The move to overturn the democratic process is not unusual for either education or Michigan. Reeformsters have long used the move of pushing aside, dissolving, or neutering elected school boards, and Michigan also has s history of appointing "emergency managers" to strip power from locally elected officials (think Flint and how well that worked out).
|Lansing in the winter, with bitter GOP sadness in the air|
But in Michigan, the GOP is prepared to negate the votes of an entire state (even the white folks). And in Michigan, the masks are off. As in Wisconsin, where a similar GOP revolt against democracy is under way, there is not even a thin veil of reasoning for the power grab. The argument is simple-- the Democrats are going to have power, and we don't want them to.
In fairness to the Michigan coup leaders, there's also an element of "They never obey me." The state board is about two shift from a 4-4 GOP-Dem makeup to a 6-2 spoilt favoring Democrats, but the board seems to have a history of mostly non-partisan activity. While most folks might describe that as "working well," Rep. Tim Kelly (R) describes that as not working at all.
“The state board is not doing their jobs,” Kelly said. “It’s time to move forward.”
Mind you, that is "their jobs" as defined by Kelly, who has longstanding beefs with the board, having previously tried to kill it entirely. And "move forward" apparently means "overturn the will of the voters of Michigan."
The plan cals for creating what would essentially be a second appointed state board of education which would exercise powers stripped from the current elected board. In particular, Kelly sees the Education Accountability Policy Commission implementing "innovation districts" that would implement competency based education right away. The state board has been dragging their feet on CBE (even going so far as to bring in some education writer/blogger from Pennsylvania to talk about why CBE would be a bad idea). The current governor was a fan of CBE, but the New Democratic governor might not be quite so excited about it. Hence the "need" too create a GOP-run board that would push this troubled-yet-profitable reformy idea.

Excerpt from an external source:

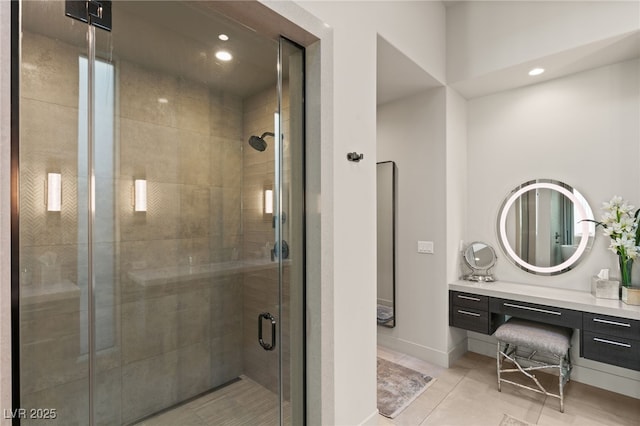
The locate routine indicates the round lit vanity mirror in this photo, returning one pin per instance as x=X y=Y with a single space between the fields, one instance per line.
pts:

Kelly claims the innovative districts would be the very ultimate in local control. Kelly is full of it. First of all, unless every one of these future "innovation zone" districts has been clamoring for CBE, then the first act of this "local control" move will be for the state's unelected shadow board of education to impose a new, untested, unproven educational system on the local school district. That's the opposite of local control. Then, since modern CBE is most often a computer-based program delivered and controlled by an outside vendor, it is a system that is at odds with local control. It will make a bunch of people a bunch of money, but it will not give control to the local district. Kelly is full of something, and it's not Michigan snow.

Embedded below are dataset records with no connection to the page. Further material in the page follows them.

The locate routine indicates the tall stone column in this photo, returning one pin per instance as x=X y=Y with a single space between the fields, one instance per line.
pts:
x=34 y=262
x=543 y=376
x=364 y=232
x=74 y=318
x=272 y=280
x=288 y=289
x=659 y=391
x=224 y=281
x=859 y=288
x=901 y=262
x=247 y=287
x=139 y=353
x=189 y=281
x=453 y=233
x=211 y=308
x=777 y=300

Of course, if Kelly really believes in his policy, there's a path to getting it made into law-- have a bunch of people stand for election and let the voters say they want to see the policy enacted. But because he doesn't think his ideas will have traction under the administration that the voters actually elected, he's figuring to just ram it through now. If you're wondering how Kelly got to have such strong education ideas-- well, he was an education advisor to Governor Engler in Michigan, moving from Indiana to take the job (and after he worked in the asphalt business). Kelly was also in line for a job at Betsy DeVos's Department of Education until it turned out he had made blog posts insulting, among others, Muslim women, Head Start parent, and women in science.
Michigan schools are a mess, near the bottom of the nation by just about any measure you care to use. But Michigan has also been a happy playground for reformers like Ed Secretary Betsy DeVos and Rep. Tim Kelly. They have had their way for over a decade, and their policies have failed. But ed reform has always been in part about shutting down democracy for Certain People, so it's no surprise too see that used as a last-ditch attempt to keep reformsters in power in Michigan.
At any rate, if I were a Michigan voter, I would get on the phone and let my representatives know that I would like to have the government that Michigan taxpayers actually voted for, and not the one that some sad, defeated Republicans want to impose by fiat. Tell your rep that Michigan does not need a second board of education-- certainly not one that was never elected to the post or assigned powers by the state constitution.